Coordenadora de Preços do IBGE, Eulina dos Santos ressalta que o reajuste de 6% da gasolina no fim do ano pressionou a taxa.

“Além disso, nos três últimos meses, esse aumento repercutiu não só pelo reajuste, mas também pela pressão do etanol, que teve uma alta forte. Isso influenciou a composição da gasolina, já que 27% da mistura é de responsabilidade do etanol”.

Entre os nove grupos analisados (Alimentação e Bebidas, Habitação, Artigos de Residência, Vestuário, Transportes, Saúde e Cuidados Pessoais, Despesas Pessoais, Educação e Comunicação), o primeiro teve o maior peso na inflação, com alta de 12,03%.
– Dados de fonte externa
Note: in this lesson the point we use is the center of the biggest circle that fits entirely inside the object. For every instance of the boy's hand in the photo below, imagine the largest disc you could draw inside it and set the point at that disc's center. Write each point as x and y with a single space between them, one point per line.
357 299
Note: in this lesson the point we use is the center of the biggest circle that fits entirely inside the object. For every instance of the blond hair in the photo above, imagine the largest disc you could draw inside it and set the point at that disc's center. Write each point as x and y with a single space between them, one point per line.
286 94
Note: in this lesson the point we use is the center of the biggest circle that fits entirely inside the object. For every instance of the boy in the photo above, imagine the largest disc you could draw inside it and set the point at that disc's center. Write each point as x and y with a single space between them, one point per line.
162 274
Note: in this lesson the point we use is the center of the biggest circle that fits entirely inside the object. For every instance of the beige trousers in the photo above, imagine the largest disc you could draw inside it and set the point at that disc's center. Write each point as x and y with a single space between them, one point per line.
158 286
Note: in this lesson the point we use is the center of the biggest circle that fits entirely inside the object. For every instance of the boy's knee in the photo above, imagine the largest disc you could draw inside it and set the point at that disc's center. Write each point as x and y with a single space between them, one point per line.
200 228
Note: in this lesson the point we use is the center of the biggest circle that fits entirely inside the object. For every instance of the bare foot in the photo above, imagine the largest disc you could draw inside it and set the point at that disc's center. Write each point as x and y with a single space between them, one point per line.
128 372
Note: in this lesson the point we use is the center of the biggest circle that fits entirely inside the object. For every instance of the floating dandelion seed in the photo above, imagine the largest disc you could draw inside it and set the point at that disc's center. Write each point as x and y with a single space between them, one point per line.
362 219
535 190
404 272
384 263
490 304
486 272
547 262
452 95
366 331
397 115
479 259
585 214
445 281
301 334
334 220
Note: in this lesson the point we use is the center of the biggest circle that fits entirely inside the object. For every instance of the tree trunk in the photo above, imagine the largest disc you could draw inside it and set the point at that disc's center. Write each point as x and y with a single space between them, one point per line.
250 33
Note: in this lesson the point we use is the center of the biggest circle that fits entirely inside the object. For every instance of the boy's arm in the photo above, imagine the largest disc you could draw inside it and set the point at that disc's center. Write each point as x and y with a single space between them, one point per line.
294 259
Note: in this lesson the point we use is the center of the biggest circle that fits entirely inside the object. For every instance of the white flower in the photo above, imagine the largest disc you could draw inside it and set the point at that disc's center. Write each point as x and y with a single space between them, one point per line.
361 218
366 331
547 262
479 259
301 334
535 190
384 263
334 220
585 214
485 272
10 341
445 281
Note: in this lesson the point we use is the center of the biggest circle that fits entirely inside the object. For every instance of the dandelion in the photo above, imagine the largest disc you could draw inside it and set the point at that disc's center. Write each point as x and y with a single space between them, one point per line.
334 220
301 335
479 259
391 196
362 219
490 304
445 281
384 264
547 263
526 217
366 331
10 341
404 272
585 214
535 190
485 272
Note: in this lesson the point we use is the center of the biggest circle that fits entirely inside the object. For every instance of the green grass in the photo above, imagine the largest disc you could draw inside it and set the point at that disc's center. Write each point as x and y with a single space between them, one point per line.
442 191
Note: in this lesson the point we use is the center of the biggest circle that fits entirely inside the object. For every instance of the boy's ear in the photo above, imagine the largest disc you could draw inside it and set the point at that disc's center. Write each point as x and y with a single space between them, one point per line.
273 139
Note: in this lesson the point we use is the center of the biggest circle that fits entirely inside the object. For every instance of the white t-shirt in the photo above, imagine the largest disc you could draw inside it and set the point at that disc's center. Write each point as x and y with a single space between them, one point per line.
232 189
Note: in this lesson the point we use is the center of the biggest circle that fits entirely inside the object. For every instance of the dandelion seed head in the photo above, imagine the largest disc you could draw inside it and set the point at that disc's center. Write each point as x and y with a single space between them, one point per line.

Itens tradicionais da cozinha também subiram. A cebola ficou 60,61% mais cara e o tomate 47,45%. A batata inglesa também teve alta de 34,18% e o feijão-carioca 30,38%. O preço da carne também ficou mais salgado, com alta de 12,48%,

“A chuva no Sul e os custos de energia, frete e combustível prejudicaram os produtores”, disse Eulina.

Na análise individual dos itens, a refeição também impactou a inflação. O subitem vem depois da energia e da gasolina, com alta de 9,71%, responsável por 0,51 p.p da taxa.

Em seguida, está o aumento de 12,15% do plano de Saúde (0,4 p.p.), de 15,09% do ônibus urbano (0,37 p.p.), de 12,48% do preço da carne (0,36 p.p), 8,35% do custo com empregado doméstico (0,34 p.p.), 7,83 % do aluguel (0,32 p.p), 29,63 % do etanol (0,25 p.p.) e 22,55% do gás de botijão (0,25 p.p.).